Dr. Hongyu Xue, Life Science Director at Amlan International, will present his recent in vitro and in vivo research into reducing Salmonella enterica sv. Typhimurium (ST) colonization in broilers during the 3rd International Symposium on Alternatives to Antibiotics (ATA) in Bangkok, Thailand. The presentation will highlight two aspects of Salmonella control strategy that promise unique and wide-reaching impact for animal and human health.
Dr. Xue will speak on Tuesday, December 17, 2019, at 4:15 p.m. in the Mayfair Grand Ballroom at the Berkeley Hotel in Bangkok, Thailand. His presentation will be followed by a roundtable discussion with other presenters.
Dr. Xue discovered a new formulated feed additive for controlling pathogenic bacteria in the intestinal environment of livestock and poultry. The product, NeutraPath, had a two-pronged effect on Salmonella challenge in a recent study. First, the product produced a 42 percent reduction in Salmonella prevalence and 1.84 log reduction in Salmonella load in the ceca of birds exposed to disease challenge. Second, the product’s proprietary blend of functional ingredients downregulated the expression of Salmonella’s key virulence factors, limiting pathogen colonization and preserving the functional integrity of the birds’ intestines.

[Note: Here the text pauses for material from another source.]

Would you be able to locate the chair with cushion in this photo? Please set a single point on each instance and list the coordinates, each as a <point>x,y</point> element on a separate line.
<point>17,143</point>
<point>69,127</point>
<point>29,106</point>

NeutraPath will be available in select countries starting in late 2020. Contact Amlan for more information on NeutraPath and Amlan’s portfolio of performance feed additives.
“Antibiotic resistance in foodborne pathogens such as Salmonella is a major concern for public health safety,” Dr. Xue said. “The Centers for Disease Control and Prevention (CDC) estimated that 1.4 million cases of Salmonella infections occur annually. Notably, at least 100,000 of these infections are due to antibiotic-resistant Salmonella. Poultry is known to be a major reservoir of Salmonella, and eggs and poultry meat are major sources of human food-borne Salmonellosis throughout the world. In response, the poultry industry is compelled to seek alternative solutions to antibiotics to control Salmonella at the farm level and thus reduce its spread to meat during processing.”
“The research that Dr. Xue will present at ATA is exciting for the industry,” said Flemming Mahs, President of Amlan International.
“A greater understanding of how we can reduce the effects of bacterial disease in poultry will ultimately lead to a safer food supply for everyone.”
In humans, some Salmonella strains are multi-drug resistant and can be resistant to five or six conventional antibiotics.
“Research showing the ability to disarm bacteria and find some level of control will be important for future developments in preventing antibiotic resistance in animal and human health,” Mahs adds.